Oxfam’ın açıkladığı yeni bir analize göre, tüketim ve işgücü üzerinden alınan vergiler AB hükümetlerinin gelirlerinin yaklaşık yüzde 80’ini oluştururken, çoğunlukla süper zenginler tarafından ödenen servet vergileri sadece küçük bir kısmını oluşturuyor
AB’nin istatistik kolu Eurostat’ın verilerine dayanan rapor, en zengin kişi ve şirketlerin vergileri düşürülürken sıradan Avrupalılar üzerindeki vergi yükünün arttığını gösteriyor
2000 yılından bu yana, AB’nin en zenginleri için kişisel gelir vergisi oranları ortalama olarak yüzde 44,8’den yüzde 37,9’a düştü.
Aynı dönemde kurumlar vergisi oranları da yüzde 32,1’den yüzde 21,2’ye düştü.
Bu arada, sıradan insanları en çok etkileyen işgücü ve tüketim vergileri sırasıyla yüzde 34,8 ve yüzde 18,7’ye yükseltildi. Bu oranlar 2010’da yüzde 33,3 ve yüzde 17,7 idi.
Oxfam’dan Chiara Putaturo, “Bize tekrar tekrar sıradan insanların yaşamlarını iyileştirmek ya da iklim kriziyle mücadele etmek için yeterli para olmadığı söyleniyor. Fakat ultra zenginler vergiden kaçarken harcayabileceklerinden daha fazlasını biriktiriyorlar,” dedi.

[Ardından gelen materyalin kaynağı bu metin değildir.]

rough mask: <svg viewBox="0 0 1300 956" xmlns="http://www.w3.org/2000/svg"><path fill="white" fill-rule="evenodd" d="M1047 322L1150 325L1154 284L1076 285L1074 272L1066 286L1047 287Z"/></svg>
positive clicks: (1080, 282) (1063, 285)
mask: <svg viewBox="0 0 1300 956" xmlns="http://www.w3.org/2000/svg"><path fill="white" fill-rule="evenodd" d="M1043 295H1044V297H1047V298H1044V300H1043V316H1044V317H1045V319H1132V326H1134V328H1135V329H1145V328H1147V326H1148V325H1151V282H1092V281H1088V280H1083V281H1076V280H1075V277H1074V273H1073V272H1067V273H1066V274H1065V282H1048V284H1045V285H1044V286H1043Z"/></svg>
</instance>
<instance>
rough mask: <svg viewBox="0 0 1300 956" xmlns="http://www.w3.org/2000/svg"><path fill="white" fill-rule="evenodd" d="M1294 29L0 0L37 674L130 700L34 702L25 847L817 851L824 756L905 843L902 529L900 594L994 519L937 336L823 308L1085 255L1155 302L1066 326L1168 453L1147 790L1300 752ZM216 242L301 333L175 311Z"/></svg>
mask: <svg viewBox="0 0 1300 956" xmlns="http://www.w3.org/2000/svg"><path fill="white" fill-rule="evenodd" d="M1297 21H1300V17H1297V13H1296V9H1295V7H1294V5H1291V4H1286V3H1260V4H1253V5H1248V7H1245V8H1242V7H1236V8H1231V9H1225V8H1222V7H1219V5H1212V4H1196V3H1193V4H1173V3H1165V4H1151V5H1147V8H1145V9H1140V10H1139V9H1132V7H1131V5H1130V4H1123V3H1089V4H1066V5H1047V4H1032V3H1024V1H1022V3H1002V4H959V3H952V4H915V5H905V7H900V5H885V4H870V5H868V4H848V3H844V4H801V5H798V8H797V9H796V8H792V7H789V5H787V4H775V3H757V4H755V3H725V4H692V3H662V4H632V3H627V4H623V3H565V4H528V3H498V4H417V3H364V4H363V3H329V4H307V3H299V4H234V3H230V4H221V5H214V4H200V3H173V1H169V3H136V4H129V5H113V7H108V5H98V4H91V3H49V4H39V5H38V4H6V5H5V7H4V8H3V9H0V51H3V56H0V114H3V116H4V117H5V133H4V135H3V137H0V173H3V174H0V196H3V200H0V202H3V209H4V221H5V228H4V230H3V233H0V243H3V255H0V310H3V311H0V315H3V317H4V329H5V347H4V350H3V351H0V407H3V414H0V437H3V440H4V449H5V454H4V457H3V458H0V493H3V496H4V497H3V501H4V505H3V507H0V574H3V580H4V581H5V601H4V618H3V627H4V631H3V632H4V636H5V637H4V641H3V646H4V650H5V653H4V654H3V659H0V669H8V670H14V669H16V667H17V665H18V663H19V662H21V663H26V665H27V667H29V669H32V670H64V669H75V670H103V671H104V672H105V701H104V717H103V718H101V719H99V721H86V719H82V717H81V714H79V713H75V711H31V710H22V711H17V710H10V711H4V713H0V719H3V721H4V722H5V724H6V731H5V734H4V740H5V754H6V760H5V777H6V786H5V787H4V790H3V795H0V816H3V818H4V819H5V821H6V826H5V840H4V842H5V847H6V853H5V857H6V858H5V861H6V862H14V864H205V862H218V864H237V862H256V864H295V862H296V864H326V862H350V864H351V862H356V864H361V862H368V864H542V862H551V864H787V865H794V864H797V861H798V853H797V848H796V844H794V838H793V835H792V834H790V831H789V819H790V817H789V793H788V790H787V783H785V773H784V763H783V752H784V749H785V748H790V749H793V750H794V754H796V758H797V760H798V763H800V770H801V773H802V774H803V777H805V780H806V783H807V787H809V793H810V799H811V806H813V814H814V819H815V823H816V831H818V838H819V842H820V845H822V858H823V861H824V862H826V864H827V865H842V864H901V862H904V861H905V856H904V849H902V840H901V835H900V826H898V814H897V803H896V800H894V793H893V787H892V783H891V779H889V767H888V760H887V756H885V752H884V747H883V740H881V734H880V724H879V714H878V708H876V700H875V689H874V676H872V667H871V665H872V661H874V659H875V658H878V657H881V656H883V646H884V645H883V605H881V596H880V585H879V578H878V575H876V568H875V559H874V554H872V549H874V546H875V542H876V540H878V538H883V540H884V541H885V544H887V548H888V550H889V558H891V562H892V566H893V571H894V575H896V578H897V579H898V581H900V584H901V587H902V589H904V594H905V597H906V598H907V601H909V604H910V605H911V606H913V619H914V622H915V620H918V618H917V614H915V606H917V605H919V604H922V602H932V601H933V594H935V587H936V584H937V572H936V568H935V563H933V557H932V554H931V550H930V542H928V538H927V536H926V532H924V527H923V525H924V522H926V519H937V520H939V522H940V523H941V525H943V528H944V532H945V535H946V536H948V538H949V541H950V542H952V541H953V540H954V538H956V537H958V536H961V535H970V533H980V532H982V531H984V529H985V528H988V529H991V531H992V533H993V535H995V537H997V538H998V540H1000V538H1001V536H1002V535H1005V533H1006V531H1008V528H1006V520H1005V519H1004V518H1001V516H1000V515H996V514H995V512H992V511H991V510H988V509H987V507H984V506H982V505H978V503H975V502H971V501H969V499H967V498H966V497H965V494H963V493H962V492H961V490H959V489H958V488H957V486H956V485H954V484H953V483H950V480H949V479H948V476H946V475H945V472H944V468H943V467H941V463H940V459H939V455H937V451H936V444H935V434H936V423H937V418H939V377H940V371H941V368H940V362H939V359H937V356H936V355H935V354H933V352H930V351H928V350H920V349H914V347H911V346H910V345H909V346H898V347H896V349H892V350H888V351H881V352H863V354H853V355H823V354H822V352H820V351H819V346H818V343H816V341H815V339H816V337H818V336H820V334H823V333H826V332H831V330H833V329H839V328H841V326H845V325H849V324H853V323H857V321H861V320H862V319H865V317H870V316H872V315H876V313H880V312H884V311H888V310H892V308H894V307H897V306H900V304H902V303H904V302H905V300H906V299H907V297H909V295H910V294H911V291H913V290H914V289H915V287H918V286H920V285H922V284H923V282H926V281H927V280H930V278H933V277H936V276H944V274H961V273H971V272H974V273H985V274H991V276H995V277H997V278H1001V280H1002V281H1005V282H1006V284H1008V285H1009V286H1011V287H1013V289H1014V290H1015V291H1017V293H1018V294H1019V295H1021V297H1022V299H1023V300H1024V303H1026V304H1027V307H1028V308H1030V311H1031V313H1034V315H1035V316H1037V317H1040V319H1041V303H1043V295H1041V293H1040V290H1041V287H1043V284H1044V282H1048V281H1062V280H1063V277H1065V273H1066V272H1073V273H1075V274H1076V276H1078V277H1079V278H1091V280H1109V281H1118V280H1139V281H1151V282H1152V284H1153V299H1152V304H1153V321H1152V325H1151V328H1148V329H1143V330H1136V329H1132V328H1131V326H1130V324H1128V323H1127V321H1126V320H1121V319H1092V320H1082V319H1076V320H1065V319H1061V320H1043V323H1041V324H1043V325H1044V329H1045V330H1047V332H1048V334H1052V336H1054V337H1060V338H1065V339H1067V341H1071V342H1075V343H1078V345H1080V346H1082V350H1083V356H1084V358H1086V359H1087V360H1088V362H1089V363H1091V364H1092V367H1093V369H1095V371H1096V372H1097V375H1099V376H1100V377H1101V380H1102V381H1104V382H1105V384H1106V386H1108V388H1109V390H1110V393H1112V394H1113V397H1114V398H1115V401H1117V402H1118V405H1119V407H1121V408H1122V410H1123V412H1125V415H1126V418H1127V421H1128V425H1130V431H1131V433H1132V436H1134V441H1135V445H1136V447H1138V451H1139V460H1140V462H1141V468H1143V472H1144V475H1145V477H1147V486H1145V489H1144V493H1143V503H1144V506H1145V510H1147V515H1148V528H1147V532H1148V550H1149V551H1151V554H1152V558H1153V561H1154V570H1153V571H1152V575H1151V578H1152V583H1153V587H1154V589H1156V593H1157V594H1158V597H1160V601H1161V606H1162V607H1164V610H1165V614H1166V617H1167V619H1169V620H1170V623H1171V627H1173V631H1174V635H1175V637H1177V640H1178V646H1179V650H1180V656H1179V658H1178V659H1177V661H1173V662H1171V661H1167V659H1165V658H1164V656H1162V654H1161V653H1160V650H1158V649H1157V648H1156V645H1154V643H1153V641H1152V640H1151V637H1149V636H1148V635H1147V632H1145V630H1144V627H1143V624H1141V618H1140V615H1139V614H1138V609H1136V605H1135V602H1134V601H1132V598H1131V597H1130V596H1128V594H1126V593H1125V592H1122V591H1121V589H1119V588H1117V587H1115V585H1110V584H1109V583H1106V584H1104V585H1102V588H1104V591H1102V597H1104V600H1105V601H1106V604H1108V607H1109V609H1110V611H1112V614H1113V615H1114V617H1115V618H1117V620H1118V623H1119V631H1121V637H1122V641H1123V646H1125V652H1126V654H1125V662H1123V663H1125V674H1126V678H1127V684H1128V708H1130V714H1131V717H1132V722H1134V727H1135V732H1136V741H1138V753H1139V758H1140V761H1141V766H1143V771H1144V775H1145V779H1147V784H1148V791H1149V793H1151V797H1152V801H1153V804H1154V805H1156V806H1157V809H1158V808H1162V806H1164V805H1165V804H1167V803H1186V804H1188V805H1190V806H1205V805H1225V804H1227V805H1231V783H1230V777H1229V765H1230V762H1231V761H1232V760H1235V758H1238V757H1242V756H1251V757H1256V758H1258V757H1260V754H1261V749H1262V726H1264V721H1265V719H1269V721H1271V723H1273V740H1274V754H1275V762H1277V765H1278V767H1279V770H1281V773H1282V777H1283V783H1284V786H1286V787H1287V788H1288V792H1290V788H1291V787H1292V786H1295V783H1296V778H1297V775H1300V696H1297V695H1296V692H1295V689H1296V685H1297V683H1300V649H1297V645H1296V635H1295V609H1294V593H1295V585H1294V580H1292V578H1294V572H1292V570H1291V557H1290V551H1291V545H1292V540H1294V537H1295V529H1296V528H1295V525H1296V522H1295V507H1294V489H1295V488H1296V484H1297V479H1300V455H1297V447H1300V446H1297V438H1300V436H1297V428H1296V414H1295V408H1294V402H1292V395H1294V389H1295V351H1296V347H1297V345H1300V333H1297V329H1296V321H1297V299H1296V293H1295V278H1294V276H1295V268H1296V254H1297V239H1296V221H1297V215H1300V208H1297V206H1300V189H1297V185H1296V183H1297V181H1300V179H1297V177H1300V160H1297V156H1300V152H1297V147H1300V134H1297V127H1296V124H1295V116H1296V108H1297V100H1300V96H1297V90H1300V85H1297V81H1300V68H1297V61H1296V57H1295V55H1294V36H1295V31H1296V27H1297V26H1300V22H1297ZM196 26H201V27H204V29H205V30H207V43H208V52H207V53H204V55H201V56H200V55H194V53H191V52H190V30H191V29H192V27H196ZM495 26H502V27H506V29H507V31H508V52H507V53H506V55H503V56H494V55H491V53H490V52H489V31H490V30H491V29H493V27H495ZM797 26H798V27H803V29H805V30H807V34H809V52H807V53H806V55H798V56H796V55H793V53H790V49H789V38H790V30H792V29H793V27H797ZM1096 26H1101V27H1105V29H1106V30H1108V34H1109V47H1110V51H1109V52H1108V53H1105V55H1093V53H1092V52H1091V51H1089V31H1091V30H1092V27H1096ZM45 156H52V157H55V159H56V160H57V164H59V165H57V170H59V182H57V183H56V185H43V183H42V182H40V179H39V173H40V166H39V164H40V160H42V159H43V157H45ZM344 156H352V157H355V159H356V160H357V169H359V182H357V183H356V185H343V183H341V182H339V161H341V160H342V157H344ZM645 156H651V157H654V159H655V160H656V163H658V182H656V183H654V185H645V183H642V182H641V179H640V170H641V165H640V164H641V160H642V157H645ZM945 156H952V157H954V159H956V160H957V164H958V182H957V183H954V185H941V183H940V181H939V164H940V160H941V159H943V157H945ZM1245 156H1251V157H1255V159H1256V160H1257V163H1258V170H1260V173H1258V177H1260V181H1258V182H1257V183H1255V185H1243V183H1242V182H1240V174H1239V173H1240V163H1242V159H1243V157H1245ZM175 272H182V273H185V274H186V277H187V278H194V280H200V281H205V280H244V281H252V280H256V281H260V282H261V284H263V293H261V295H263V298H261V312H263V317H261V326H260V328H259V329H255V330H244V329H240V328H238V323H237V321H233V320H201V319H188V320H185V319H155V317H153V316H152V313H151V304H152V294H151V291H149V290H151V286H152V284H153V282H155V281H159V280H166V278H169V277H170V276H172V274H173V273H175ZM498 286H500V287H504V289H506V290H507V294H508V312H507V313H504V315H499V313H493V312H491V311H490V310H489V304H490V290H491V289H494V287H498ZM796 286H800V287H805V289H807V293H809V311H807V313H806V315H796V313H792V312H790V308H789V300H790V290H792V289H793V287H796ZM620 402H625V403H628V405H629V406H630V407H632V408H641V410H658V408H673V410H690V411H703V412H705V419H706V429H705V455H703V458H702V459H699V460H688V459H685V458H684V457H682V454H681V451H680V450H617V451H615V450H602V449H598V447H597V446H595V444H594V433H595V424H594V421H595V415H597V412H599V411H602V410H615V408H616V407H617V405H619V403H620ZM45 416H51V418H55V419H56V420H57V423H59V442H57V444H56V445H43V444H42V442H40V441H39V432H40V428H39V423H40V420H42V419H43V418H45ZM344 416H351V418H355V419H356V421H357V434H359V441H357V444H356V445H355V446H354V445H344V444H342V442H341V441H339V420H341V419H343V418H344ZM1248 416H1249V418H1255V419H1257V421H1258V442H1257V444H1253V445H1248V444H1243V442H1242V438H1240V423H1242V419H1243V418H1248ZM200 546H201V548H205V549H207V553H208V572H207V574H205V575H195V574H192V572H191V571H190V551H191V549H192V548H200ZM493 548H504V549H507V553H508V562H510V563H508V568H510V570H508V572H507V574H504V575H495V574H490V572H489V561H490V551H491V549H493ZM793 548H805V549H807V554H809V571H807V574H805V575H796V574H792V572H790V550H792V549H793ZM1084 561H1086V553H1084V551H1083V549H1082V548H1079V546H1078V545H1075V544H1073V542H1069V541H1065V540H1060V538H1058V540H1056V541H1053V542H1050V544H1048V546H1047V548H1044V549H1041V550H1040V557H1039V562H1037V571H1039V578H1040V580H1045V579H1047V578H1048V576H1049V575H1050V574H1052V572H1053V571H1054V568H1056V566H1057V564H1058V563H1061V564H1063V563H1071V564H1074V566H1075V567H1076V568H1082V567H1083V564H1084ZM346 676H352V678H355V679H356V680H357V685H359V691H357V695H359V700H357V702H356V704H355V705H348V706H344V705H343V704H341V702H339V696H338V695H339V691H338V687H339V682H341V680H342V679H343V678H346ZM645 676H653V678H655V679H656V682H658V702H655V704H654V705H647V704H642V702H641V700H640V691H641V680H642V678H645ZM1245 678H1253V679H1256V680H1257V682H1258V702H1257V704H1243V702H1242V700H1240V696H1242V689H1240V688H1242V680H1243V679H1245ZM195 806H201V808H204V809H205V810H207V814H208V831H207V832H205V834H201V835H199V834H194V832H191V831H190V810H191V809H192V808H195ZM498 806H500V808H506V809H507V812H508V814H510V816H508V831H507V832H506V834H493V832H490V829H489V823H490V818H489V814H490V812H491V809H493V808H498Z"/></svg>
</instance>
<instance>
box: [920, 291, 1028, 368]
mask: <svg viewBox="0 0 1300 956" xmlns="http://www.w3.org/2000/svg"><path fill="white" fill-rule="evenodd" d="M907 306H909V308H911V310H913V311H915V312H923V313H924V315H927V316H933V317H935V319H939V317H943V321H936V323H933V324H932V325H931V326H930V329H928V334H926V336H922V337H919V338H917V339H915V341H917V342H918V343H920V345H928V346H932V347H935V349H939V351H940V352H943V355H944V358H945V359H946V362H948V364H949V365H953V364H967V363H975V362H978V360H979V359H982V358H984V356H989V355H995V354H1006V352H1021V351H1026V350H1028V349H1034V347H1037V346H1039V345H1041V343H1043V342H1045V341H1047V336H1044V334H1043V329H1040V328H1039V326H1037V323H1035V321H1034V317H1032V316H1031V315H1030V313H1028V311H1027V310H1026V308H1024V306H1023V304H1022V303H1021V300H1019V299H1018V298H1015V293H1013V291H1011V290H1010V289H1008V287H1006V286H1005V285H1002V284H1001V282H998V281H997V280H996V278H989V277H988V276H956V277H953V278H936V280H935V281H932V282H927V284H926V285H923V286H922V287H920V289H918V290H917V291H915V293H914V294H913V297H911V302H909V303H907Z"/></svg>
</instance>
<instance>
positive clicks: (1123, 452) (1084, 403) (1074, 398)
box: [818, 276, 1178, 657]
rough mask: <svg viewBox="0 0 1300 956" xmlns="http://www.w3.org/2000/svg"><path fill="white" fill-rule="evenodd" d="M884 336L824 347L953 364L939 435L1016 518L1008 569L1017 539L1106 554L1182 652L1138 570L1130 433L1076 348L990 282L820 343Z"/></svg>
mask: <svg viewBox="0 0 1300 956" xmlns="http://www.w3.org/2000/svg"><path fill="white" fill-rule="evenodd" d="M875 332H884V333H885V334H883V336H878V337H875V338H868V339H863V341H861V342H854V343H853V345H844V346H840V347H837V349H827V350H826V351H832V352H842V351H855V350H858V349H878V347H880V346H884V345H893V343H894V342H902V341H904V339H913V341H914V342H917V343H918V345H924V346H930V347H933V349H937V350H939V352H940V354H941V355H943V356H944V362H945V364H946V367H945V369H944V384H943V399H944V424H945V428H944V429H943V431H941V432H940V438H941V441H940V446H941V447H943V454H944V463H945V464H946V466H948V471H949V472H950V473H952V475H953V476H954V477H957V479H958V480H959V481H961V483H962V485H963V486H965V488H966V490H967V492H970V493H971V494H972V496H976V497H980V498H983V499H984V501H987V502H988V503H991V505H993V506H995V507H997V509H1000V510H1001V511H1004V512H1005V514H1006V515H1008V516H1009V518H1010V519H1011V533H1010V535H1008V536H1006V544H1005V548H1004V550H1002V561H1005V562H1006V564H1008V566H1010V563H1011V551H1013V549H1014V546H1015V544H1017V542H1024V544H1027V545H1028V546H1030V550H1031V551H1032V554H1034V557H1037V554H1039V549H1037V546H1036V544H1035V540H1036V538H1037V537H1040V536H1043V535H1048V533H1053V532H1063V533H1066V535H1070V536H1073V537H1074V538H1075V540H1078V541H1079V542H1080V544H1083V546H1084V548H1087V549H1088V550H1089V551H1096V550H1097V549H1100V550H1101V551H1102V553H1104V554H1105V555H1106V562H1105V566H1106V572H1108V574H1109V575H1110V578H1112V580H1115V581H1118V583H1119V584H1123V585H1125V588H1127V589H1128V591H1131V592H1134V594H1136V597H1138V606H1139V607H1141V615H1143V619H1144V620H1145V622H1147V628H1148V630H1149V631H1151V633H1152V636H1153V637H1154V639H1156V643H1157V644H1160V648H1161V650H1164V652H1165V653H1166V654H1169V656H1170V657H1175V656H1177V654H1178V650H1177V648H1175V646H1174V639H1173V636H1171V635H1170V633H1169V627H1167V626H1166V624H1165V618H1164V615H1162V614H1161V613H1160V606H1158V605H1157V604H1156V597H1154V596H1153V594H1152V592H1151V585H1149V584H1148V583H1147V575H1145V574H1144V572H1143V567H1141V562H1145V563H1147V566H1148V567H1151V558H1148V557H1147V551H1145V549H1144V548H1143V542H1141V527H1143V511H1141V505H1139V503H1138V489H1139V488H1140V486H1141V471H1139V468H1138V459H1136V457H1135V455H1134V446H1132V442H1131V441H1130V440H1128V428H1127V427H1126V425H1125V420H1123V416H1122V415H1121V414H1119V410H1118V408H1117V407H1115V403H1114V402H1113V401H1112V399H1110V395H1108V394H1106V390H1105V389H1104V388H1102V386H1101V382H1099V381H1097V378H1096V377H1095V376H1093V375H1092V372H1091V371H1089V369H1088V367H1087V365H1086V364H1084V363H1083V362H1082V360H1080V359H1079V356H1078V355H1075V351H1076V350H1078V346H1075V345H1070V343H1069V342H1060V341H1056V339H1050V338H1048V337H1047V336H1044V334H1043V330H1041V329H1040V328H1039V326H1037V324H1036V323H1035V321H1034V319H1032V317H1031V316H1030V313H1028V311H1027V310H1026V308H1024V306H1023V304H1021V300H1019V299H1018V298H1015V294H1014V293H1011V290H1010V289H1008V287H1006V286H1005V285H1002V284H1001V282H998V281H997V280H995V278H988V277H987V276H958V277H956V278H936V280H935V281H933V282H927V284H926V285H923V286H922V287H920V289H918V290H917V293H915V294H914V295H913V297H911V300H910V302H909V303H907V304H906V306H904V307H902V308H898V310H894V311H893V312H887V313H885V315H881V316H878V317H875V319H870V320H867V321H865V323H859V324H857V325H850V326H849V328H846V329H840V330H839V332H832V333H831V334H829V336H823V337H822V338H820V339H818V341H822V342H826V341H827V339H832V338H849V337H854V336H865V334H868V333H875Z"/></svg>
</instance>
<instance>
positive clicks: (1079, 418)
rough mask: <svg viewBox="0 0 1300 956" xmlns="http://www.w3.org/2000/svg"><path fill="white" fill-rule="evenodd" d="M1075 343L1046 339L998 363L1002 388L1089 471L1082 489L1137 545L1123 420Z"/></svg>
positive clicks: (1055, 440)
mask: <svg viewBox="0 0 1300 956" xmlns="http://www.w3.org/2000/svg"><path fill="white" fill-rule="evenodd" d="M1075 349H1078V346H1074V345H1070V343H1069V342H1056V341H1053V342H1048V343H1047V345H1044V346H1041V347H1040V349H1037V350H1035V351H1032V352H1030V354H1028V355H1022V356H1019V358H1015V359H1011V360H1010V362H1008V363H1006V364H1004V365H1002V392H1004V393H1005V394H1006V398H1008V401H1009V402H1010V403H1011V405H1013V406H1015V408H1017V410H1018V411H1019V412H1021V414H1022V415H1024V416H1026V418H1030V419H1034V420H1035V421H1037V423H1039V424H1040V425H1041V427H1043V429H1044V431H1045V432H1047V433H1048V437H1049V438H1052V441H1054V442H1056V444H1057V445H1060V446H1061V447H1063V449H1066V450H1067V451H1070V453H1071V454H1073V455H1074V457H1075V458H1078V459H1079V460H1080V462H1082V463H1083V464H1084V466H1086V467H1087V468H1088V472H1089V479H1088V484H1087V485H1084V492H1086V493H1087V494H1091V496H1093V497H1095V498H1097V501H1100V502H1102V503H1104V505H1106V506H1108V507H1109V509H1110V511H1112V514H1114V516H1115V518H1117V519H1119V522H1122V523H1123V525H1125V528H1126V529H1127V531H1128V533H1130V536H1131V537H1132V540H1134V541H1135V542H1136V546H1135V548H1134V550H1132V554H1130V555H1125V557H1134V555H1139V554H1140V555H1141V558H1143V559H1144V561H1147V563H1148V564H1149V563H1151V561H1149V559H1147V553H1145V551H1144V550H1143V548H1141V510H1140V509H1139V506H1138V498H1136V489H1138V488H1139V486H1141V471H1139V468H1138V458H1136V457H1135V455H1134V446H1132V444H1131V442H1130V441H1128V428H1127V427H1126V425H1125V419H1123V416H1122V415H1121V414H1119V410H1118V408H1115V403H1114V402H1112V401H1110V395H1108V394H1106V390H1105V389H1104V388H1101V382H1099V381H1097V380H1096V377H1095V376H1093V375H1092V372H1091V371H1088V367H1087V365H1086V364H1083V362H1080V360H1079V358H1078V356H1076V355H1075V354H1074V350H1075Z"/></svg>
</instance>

2020’den bu yana AB milyarderlerinin serveti üçte bir oranında artarak geçen yıl 1,9 trilyon avroya ulaştı AB nüfusunun geri kalanı ise servet paylarının azaldığını gördü.
Avrupa’nın en zengin yüzde biri artık banka mevduatları, hisse senetleri, tahviller ve krediler de dahil olmak üzere kıtanın finansal varlıklarının neredeyse yarısını kontrol ediyor.
Ultra zenginlerin (yaklaşık 3.650 kişi) servetleri 1995’ten 2021’e kadar yüzde 237 arttı.
Devletin sermaye stokundan elde ettiği toplam gelir şu anda 374 milyar avro ya da toplam gelirin yüzde 5,8’i kadar.
Öte yandan Oxfam’ın hesaplamalarına göre, 4,6 milyon avronun üzerindeki net servet üzerinden yüzde iki; 45,7 milyon avronun üzerindeki servet üzerinden yüzde üç ve 913 milyon avroyu aşan servet üzerinden yüzde beş oranında alınacak bir vergi yıllık 286,5 milyar avro gelir getirebilir ki bu miktar Finlandiya’nın GSYİH’sine eşit ve AB’nin yıllık bütçesinden önemli ölçüde daha fazla.